Wednesday 5 October 2011

Emaar may seek refinancing options: Rasmala - Emirates 24/7

UAE investment bank Rasmala on Wednesday cut the target price of Dubai-based real estate giant Emaar Properties on what it termed “weak international handovers outlook.” The bank, however, maintained a ‘Buy’ rating on the firm “as valuation looks attractive at current levels and Emaar currently trades near our recurring income portfolio valuation of Dh2.44”.

In addition, the bank said that it reckons Emaar will seek refinancing options to service Dh12.2 billion worth of debt repayments, planned capital expenditure and interest payments between now and the end of next year. “Emaar has debt repayments of about Dh6.7bn over 2H11-2012. We expect the company to incur capex of Dh2.6bn on its projects and operating expenses and interest cost of Dh2.9bn in the same period. Thus, the total cash requirement is Dh12.2bn in 2H11-2012,” analyst Saud Masud at Rasmala wrote in the report.

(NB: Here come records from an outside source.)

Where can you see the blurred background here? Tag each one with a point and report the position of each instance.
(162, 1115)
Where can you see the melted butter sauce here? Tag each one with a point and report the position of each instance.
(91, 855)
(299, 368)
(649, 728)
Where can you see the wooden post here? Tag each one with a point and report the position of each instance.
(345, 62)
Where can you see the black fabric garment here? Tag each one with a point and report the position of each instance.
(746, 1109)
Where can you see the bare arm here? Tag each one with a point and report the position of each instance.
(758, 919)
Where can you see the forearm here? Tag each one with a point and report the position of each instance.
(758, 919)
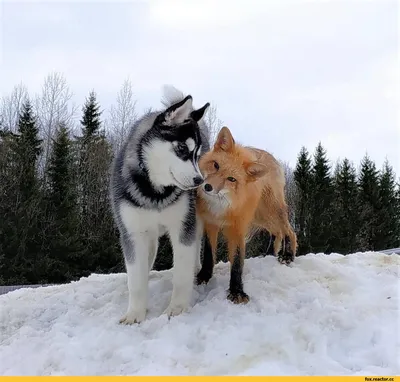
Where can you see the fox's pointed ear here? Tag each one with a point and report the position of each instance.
(198, 114)
(256, 170)
(225, 141)
(178, 112)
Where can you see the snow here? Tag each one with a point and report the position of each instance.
(322, 315)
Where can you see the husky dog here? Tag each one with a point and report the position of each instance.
(153, 185)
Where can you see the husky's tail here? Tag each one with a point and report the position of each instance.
(172, 95)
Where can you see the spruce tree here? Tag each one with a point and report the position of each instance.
(91, 117)
(62, 239)
(28, 261)
(345, 214)
(321, 206)
(368, 205)
(388, 223)
(28, 149)
(303, 179)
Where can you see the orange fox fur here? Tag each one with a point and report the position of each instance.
(242, 193)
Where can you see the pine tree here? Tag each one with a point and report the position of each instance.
(345, 214)
(25, 241)
(91, 117)
(388, 224)
(368, 205)
(98, 232)
(63, 241)
(321, 206)
(303, 179)
(28, 149)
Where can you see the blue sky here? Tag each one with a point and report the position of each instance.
(283, 74)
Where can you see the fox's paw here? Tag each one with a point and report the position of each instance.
(203, 277)
(175, 310)
(238, 297)
(286, 258)
(133, 317)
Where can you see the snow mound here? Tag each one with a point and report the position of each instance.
(335, 315)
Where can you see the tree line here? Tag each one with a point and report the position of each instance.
(56, 223)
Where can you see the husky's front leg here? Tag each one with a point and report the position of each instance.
(186, 244)
(137, 269)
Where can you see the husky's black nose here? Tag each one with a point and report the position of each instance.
(198, 180)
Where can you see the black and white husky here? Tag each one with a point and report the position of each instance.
(153, 190)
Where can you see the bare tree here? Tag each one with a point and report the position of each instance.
(11, 105)
(123, 114)
(53, 107)
(290, 191)
(214, 123)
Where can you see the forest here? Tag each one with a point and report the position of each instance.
(56, 224)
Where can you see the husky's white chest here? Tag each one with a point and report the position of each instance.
(143, 220)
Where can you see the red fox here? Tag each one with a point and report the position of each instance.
(243, 192)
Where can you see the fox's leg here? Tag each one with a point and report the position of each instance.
(236, 252)
(210, 239)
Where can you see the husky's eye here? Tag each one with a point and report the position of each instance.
(181, 148)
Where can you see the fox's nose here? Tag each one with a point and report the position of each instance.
(198, 180)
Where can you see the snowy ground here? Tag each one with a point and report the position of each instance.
(335, 315)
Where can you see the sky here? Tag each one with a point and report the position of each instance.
(282, 73)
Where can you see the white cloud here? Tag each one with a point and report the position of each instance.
(282, 73)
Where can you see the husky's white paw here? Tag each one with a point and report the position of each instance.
(175, 310)
(133, 317)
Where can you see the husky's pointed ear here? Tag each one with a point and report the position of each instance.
(179, 111)
(255, 171)
(225, 141)
(198, 114)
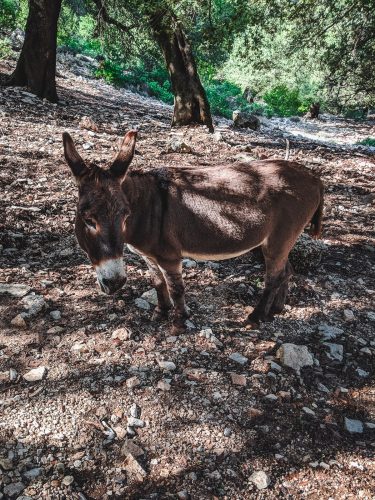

“We expect Emaar to generate Dh7.7bn cash from its operations, which along with existing cash and FDs would result in a total liquidity of Dh12.9bn. Considering a minimum dividend payout of 10 per cent (Dh0.6bn), we estimate a total near-term refinancing requirement of about Dh1bn, although Emaar has denied recent media reports that the company is looking at financing options,” the investment bank said.